AI's Body Isn't Ready: Why Agents Fail and What Harness Engineering Really Means
Author: vivo Internet Project Team - Jiang Zuohan
This article redefines the AI system architecture from the core perspective that "Large models are not horses, but brains," pointing out that the current problem lies not in model capability but in the immaturity of the Agent as a "body." It analyzes engineering defects in perception, action, feedback, and orchestration, compares Harness-type systems to the life-support mechanisms of an ICU, emphasizes that the current chaos stems from the lack of convergence on best practices, and argues that the present stage is essentially the early era of "not knowing how to use tools," where humanity is gradually defining the correct way to use AI through practice.
Large models are not horses; they are brains — and brains that have just awakened.
Grasp the core points in 1 minute with the image below 👇
1. First, Throw Away the Metaphor "Large Models Are Horses, Harness Is the Saddle"
The concept of Harness Engineering has become very popular recently, and along with it, a metaphor has started to circulate: "Large models are horses, Harness is the saddle."
This metaphor is inaccurate.
The characteristic of a horse is that it has an independent will and needs to be tamed, restrained, and guided.
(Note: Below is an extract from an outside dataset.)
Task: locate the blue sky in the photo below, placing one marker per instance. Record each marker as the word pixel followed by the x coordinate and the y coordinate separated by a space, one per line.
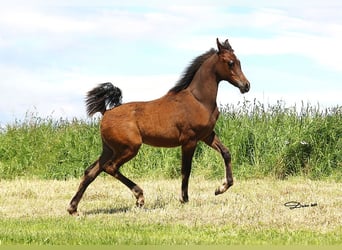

The relationship between rider and horse is essentially one of confrontation and negotiation. But AI systems are not built this way. We don't obtain capabilities by "taming" the model, nor do we make the model more obedient by "cracking a whip."
More critically, this metaphor implies a premise that large models are primitive, cumbersome objects that need to be constrained. But the truth is the opposite. Large models are among the most complex intelligent organs developed in recent years; they are more like brains than livestock.
If we must give a more realistic metaphor, then large models are more like brains, and Agents are more like bodies.
The advantage of this metaphor is that it better explains the real problem with current AI systems: the problem is not that "the brain isn't smart enough," but that "the body hasn't fully developed yet."
2. The Development of AI Is More Like a Super-Accelerated Evolution Where the Brain Comes Before the Body
From a larger time scale, life did not first have a brain and then a body; the two co-evolved over a long period.
From the initial stress responses, to ganglia, to more complex sensory systems, and then to the cerebral cortex that truly supports reasoning and planning, life took an extremely long time to complete this evolutionary path. Meanwhile, eyes, ears, limbs, and nervous systems evolved in tandem.
The body is not a container for the brain; it is the infrastructure through which the brain perceives and acts upon the world.
The development of human technology has similar characteristics.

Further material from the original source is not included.